Intel® oneAPI Math Kernel Library
Ask questions and share information with other developers who use Intel® Math Kernel Library.

Scipy Crash with MKL

John_D_
Beginner
916 Views

hi guys

I'm having Scipy crash with MKL on Rhel 6.5.

Here is my configuration when i build Scipy:

  • CFLAGS : -m64
  • LDFLAGS : -lmkl_gf_lp64 -lmkl_gnu_thread -lmkl_core -lgomp -lpthread -lm

The Numpy site.cfg has this configuration:

mkl_libs = 'mkl_gf_lp64, mkl_gnu_thread, mkl_core, mkl_def'
lapack_libs = 'mkl_lapack95_lp64'

I saw that a bug (segmentation fault) has been fixed with the last release of MKL

DPD200405571 CDOTU produces segmentation fault when complied by gfortran linked with -lmkl_rt

Unfortunably, it's only with the mkl_rt. As you noticed, I'm still having the bug with the non-rt linbrary.

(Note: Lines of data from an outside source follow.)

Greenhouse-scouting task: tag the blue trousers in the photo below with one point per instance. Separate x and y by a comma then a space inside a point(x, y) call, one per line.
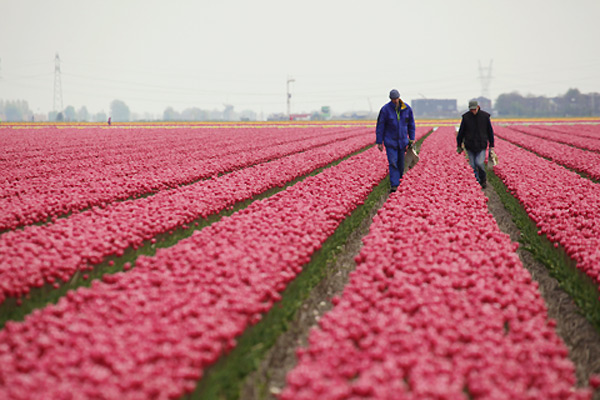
point(396, 163)
point(477, 162)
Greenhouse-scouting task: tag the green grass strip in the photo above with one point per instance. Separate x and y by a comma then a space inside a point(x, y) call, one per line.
point(16, 309)
point(224, 379)
point(582, 289)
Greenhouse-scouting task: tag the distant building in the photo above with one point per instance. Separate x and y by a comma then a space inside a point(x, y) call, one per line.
point(300, 117)
point(484, 103)
point(434, 108)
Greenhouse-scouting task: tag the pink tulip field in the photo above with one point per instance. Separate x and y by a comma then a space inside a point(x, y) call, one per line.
point(587, 162)
point(162, 262)
point(464, 321)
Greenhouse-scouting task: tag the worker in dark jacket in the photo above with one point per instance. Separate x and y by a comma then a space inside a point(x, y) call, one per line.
point(395, 129)
point(476, 132)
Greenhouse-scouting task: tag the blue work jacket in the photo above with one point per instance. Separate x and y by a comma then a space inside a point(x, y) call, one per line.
point(395, 128)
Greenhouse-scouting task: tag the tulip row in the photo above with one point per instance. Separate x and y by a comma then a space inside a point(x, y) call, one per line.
point(152, 331)
point(51, 253)
point(439, 306)
point(587, 162)
point(37, 199)
point(564, 137)
point(564, 206)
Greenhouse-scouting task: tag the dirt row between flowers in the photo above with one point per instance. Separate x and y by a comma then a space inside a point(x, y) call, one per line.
point(581, 338)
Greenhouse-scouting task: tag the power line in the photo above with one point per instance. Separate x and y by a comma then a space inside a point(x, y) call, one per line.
point(57, 84)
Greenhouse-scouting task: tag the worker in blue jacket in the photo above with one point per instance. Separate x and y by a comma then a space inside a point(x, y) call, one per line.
point(396, 130)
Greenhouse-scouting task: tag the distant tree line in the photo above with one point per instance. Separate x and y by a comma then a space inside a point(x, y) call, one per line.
point(572, 104)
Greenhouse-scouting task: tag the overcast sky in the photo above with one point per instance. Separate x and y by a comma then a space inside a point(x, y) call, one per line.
point(342, 53)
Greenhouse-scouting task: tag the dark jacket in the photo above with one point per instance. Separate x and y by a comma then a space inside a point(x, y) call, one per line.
point(395, 129)
point(476, 131)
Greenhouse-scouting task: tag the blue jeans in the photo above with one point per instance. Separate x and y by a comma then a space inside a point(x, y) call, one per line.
point(477, 161)
point(396, 163)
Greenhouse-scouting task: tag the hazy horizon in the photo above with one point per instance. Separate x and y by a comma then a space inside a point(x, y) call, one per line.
point(343, 54)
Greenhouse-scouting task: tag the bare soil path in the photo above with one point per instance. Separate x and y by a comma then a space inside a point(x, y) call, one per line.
point(578, 334)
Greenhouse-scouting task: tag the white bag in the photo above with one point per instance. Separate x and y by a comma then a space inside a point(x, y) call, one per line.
point(411, 158)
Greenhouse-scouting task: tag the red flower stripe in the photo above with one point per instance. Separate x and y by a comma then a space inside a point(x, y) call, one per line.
point(584, 161)
point(439, 307)
point(585, 143)
point(150, 332)
point(35, 199)
point(45, 254)
point(583, 130)
point(565, 206)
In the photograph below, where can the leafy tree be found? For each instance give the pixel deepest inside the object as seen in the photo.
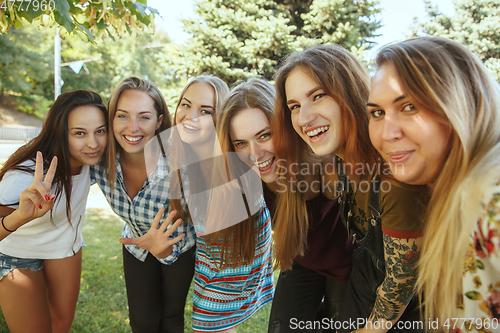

I also tried to add FFLAGS as suggested here:

https://software.intel.com/en-us/articles/mkl-single-dynamic-library-libmkl-rtso-does-not-conform-to-the-gfortran-calling-convention

But this was without luck too.

When i lauch the Scipy tests, here's the segmentation fault I have:

python -c "import scipy; scipy.test(verbose=2)"

... # some tests running
test_nonlin.TestJacobianDotSolve.test_anderson ... Segmentation fault

So, what do you think ? I have tried with MKL 11.1 on Rhel 6.5 and MKL 10.3 update 3 on Debian.

Current configuration on RHEL is:

  • gcc/gfortran version 4.4.7 20120313 (Red Hat 4.4.7-4) (GCC)
  • Red Hat Enterprise Linux Server release 6.5 (Santiago)
  • Using BLAS from the Red Hat installation

I can't install the MKL 11.1.3 (last version) for evaluation because the license key is not sent to me. 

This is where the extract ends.